Struggling Indian e-commerce company Snapdeal is one step closer to signing a “distress sale” deal with Flipkart, with the former receiving terms sheet, a highly-placed source told e27. The due diligence has started, and SoftBank-backed Snapdeal has already sent the records (skill-set and job descriptions) of its key employees which it wants to retain post-acquisition to Flipkart, the person added.
The potential deal size is pegged at US$1 billion — a considerable drop from Snapdeal’s peak valuation of US$6.5 billion at the time of raising funding early last year.
Flipkart’s mobile payments unit FreeCharge, which it had acquired for nearly US$400 million in 2015, will be sold separately at 10 per cent of its then-valuation. As per an Economic Times report, Alibaba-funded m-commerce and digital payments major Paytm has already signed a non-exclusive term sheet to acquire FreeCharge, which is its rival.
Snapdeal co-founders Rohit Bansal and Kunal Bahl will not join the combined entity post the deal, the person revealed. “All investors of Snapdeal are now on board with the decision, and their differences have been sorted out. As part of the deal, SoftBank is likely to inject up to US$1 billion in the combined entity. That said, it could still take months before the deal is sealed,” said the person cited above.
Although the deal is on course, Flipkart and Snapdeal are yet to resolve the differences about the employee stock options (ESOPs). The ESOPs will be settled by founders in their personal capacity, presumably as part of the due diligence, the person noted.
The source further shared that Snapdeal has already fired a significant number of its 2,800 employees, and has closed offices in several cities. The functioning of the product team has almost stopped and the business unit is now taking care of product development.
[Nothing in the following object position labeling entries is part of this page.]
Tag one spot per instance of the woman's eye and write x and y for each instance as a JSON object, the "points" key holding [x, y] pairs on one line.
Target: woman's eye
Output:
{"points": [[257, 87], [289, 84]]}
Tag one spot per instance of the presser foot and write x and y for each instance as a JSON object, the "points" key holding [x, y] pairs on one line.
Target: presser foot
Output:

“Failure within the organisation happened on multiple fronts, including within the technology and product leadership with no real clear differentiation strategy. The company kept burning cash hoping to continue to raise funds and for some other various other reasons that are not clear. Eventually, the investors lost trust in the leadership and knowingly grounded the firm. Most of the company’s efforts to save the ship failed, with the demonetisation being the final nail in the coffin which led to a stagnant or a lower order volume for Snapdeal.”
An email sent to Snapdeal’s Co-founder Kunal Bahl seeking comments did not elicit a response till the time of publishing this article.
When contacted, Paroma Roy Chowdhury, Vice President (Public Affairs) at SoftBank Group, declined to comment.
Founded in February 2010, Snapdeal was the second biggest e-commerce company after Flipkart until 2015. The company began to crash after the entry of Amazon, which ate into its market share to become a formidable force in the Indian e-commerce market. Over the past two years, Snapdeal kept losing market share to both Amazon and Flipkart, despite having invested significantly in branding and marketing.
To date, Snapdeal has raised about US$2 billion in investment, which included a US$627 million from SoftBank in 2014. Its other investors include Kalaari Capital, Nexus Venture Partners, BlackRock, Temasek, Foxconn, eBay, Premji Invest, Intel Capital, Bessemer Venture Partners, and Ratan Tata. Recently, eBay invested nearly US$500 million in Flipkart and sold its Indian unit to the Bangalore-based company.
Although it can be called a distress sale at best, Snapdeal is bringing some value to Flipkart. According to the source cited above, Snapdeal is still a formidable force in the north and north-east e-commerce market. The Snapdeal acquisition will help Flipkart to strengthen this market and take Amazon head on.